3

String is said to be a constant in C programming language.

So, when I give a statement like char *s = "Hello", I have learned that s points to a memory location of H since "Hello" is stored in some static memory of the program and also "Hello" is immutable.

Does it mean the variable s is now a variable of type pointer to constant data such as const int a = 3;const int *i = &a;. This seems so because I can't manipulate the data (when I do, it results in segmentation fault).

But, if it is so, shouldn't compiler be able to detect and say that I have assigned qualified data to unqualified variable. Something like char *p p is a pointer to unqualified character and when I say char *p="Hello" p, the pointer to unqualified character can't point to a const character type?

What am I missing here?

If it is not the case as above, then how is an array of constant characters made immutable?

Tarun Maganti
  • 3,076
  • 2
  • 35
  • 64
  • 1
    Have you looked inside the [C11](https://en.wikipedia.org/wiki/C11_(C_standard_revision)) standard document, [n1570](http://www.open-std.org/jtc1/sc22/wg14/www/docs/n1570.pdf)? You really should download then read that specification. BTW ansi-c (and even C99) are obsolete standards. – Basile Starynkevitch Nov 22 '17 at 05:44
  • `variable s` is not const (unless stated), you can still use it to point to other locations. `"Hello"` is stored in `data section` part of your program which is why it is immutable. – qwn Nov 22 '17 at 05:46

2 Answers2

4

First of all, a string in C isn't immutable. C doesn't even know a type for strings -- a string is just defined as a sequence of char ending with '\0'.

What you're talking about are string literals and they can be immutable. The C standard defines that attempting to modify a string literal is undefined behavior, still their type is char *. So, if you are sure that in your implementation of C, a string literal is writable, you can do so! *)

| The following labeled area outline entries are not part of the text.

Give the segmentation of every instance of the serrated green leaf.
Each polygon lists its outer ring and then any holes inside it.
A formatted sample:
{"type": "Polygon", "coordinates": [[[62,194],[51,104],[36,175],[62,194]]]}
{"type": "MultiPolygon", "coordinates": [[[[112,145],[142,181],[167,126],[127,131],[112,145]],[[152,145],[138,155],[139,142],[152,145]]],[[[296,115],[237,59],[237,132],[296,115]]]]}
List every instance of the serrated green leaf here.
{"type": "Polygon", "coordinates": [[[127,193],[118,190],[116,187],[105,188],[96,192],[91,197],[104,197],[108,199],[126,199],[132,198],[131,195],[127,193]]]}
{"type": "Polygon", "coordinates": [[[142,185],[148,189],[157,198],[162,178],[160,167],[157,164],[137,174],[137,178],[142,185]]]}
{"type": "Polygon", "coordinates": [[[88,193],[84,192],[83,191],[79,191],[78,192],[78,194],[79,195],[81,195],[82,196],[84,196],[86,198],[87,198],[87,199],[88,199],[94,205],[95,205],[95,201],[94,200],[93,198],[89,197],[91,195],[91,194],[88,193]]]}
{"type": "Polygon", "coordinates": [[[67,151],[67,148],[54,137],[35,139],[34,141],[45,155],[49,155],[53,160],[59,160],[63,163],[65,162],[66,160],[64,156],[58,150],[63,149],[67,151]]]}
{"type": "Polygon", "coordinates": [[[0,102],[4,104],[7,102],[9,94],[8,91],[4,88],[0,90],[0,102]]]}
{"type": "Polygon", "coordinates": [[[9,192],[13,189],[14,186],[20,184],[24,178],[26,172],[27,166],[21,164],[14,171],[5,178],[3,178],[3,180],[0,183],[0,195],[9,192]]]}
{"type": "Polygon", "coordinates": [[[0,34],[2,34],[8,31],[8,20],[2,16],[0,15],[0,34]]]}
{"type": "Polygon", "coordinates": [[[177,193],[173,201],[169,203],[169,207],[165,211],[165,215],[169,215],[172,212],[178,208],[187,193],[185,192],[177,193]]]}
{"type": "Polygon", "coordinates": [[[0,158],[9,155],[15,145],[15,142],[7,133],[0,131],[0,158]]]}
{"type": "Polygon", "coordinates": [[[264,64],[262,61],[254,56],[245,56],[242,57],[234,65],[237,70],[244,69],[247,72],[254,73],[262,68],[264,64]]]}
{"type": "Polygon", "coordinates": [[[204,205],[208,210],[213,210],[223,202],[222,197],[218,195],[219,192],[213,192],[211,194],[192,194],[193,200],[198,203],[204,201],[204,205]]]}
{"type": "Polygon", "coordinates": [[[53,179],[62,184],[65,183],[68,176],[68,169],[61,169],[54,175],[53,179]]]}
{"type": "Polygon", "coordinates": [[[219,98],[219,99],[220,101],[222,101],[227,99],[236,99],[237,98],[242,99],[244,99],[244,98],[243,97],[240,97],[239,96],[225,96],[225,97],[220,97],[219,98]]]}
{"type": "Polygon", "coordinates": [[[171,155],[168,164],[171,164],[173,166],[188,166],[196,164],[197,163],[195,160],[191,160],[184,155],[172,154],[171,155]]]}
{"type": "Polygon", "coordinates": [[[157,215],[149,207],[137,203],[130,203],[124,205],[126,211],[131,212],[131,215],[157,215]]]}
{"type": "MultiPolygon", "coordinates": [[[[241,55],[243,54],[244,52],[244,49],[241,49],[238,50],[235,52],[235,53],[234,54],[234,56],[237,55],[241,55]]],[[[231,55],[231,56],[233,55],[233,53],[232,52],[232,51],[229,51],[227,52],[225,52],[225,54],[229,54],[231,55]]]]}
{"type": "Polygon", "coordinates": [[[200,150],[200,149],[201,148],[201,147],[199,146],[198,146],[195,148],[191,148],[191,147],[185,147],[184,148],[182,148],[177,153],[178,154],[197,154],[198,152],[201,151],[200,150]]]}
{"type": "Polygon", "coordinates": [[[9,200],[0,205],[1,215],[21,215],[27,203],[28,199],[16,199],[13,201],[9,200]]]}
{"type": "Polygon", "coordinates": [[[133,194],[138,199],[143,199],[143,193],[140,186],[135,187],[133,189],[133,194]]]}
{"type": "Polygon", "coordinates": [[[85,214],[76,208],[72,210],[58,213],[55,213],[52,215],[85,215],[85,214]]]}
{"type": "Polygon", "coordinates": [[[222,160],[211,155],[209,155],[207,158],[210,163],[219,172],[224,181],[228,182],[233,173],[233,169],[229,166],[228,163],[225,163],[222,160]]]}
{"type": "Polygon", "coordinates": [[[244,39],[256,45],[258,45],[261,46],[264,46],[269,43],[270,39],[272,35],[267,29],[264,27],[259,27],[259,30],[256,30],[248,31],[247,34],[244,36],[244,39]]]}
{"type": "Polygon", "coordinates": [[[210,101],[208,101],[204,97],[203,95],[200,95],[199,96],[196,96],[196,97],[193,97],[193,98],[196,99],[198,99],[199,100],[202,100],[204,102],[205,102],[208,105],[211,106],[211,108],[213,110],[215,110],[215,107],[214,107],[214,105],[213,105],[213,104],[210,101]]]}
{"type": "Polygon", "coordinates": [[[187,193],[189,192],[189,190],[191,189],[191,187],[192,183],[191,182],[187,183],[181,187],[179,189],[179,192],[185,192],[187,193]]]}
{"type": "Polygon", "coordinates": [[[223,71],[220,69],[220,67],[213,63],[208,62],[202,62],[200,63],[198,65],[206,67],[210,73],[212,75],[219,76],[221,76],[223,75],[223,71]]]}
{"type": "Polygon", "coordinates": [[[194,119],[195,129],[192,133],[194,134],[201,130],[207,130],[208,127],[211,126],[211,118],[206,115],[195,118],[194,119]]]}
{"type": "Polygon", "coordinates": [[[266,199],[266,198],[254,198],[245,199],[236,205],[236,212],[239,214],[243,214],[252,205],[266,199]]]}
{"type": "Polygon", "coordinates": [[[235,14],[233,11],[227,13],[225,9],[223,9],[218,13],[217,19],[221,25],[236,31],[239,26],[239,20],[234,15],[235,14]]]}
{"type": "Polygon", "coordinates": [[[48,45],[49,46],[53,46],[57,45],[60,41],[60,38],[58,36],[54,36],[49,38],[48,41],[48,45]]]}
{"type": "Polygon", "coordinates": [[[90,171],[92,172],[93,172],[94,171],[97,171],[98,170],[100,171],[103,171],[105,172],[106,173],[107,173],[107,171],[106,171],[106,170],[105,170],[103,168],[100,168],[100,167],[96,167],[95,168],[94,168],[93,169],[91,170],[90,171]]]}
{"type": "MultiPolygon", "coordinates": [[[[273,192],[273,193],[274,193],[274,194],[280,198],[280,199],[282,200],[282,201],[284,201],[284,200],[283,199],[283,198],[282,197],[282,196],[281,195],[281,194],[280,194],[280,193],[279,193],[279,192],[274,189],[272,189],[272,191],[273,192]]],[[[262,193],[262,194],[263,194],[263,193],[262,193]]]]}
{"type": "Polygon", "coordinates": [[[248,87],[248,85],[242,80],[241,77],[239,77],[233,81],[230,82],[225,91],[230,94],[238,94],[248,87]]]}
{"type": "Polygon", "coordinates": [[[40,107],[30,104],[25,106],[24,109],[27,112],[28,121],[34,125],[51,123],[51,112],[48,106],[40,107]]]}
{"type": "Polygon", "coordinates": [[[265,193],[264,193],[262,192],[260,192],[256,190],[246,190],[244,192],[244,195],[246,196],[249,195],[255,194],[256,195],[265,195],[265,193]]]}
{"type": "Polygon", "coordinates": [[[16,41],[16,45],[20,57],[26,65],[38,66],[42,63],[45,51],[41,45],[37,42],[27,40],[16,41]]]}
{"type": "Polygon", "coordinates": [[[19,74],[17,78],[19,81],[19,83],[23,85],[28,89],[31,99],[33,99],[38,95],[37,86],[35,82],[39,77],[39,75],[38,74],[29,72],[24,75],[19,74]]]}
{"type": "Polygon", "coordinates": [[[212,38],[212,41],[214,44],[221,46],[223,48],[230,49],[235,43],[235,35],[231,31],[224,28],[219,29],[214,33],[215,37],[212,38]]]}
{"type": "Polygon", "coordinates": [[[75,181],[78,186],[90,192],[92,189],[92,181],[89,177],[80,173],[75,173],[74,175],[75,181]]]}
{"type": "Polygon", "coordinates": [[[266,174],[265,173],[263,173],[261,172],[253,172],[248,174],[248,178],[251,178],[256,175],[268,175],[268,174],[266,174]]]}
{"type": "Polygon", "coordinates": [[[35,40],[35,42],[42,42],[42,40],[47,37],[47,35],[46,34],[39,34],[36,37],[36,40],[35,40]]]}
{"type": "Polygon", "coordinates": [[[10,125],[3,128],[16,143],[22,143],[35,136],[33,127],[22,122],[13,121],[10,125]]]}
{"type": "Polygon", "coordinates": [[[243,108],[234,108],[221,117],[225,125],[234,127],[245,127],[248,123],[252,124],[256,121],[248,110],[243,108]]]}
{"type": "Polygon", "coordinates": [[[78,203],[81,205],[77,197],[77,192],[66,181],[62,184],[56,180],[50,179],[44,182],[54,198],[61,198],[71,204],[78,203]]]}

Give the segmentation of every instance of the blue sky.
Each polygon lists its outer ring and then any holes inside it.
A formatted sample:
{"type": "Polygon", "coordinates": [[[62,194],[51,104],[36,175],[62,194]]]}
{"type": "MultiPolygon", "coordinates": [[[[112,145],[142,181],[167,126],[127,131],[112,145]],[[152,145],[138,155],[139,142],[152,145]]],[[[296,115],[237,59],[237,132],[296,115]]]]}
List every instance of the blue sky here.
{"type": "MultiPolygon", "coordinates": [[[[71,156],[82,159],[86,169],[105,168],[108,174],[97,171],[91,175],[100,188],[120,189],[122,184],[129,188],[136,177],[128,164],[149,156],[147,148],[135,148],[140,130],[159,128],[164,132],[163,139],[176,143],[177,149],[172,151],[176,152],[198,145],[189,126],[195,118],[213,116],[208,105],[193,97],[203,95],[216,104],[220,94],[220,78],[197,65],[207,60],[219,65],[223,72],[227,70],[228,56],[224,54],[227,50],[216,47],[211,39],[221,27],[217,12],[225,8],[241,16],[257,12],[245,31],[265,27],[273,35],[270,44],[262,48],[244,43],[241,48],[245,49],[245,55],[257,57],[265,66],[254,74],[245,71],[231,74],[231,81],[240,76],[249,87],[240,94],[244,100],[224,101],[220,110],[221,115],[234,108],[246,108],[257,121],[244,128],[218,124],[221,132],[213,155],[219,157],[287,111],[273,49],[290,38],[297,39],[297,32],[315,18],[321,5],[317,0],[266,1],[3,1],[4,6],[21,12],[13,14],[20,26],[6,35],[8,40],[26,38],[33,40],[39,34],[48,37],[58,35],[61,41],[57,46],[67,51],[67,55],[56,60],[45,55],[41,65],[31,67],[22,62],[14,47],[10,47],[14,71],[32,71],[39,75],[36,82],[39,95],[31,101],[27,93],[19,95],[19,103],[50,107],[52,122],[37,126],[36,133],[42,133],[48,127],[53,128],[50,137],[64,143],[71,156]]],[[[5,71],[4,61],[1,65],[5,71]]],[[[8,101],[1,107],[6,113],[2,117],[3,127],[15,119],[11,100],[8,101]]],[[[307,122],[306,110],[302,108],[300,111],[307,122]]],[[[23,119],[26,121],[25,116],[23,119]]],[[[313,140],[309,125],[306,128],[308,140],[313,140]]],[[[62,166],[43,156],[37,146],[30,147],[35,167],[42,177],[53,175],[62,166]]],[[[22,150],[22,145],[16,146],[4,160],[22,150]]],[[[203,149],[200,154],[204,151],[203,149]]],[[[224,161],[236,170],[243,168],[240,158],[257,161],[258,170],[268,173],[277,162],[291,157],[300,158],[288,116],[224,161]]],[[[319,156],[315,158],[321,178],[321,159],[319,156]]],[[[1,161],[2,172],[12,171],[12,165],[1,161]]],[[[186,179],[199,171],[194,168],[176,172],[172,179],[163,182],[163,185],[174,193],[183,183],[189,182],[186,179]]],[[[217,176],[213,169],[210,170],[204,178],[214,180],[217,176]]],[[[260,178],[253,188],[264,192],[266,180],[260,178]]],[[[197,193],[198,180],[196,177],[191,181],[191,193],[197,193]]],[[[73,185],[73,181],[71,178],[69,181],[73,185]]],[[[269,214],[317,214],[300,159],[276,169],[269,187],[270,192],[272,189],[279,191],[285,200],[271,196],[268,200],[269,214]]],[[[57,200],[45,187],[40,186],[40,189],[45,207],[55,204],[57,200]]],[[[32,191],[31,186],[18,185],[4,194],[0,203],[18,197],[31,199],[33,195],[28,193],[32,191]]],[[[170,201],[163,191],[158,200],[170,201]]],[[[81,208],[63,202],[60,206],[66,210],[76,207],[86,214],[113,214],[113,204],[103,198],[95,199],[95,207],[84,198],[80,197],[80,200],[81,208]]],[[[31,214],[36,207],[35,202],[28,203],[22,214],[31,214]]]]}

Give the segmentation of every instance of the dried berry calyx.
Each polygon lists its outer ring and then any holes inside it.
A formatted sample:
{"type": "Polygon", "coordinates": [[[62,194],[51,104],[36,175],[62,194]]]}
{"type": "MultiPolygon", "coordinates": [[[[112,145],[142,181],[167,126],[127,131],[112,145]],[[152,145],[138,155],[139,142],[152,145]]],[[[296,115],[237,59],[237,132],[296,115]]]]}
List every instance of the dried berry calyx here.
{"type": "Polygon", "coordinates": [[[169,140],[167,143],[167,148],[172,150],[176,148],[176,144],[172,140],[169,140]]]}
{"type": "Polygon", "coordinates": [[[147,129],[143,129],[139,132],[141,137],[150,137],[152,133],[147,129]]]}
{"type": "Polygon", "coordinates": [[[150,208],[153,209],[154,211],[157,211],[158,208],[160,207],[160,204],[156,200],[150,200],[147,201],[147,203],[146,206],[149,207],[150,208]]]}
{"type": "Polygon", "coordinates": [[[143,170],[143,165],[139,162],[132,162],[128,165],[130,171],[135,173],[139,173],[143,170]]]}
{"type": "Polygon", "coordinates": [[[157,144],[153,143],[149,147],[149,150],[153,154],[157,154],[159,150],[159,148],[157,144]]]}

But your code won't be well-defined C any more and won't work on other platforms with read-only string literals. It will compile, because writing through char * is perfectly fine, but fail at runtime in unpredictable ways (like, possibly, a crash).

Therefore, it's just best practice for portable code to assign string literals only to const char * pointers and, if you need a mutable string, use the string literal as an initializer for a char [].


*) beware this is very uncommon, you'll find it nowadays only with specialized compilers targeting embedded or very old platforms. A modern platform will place string literals in a read-only data segment or similar.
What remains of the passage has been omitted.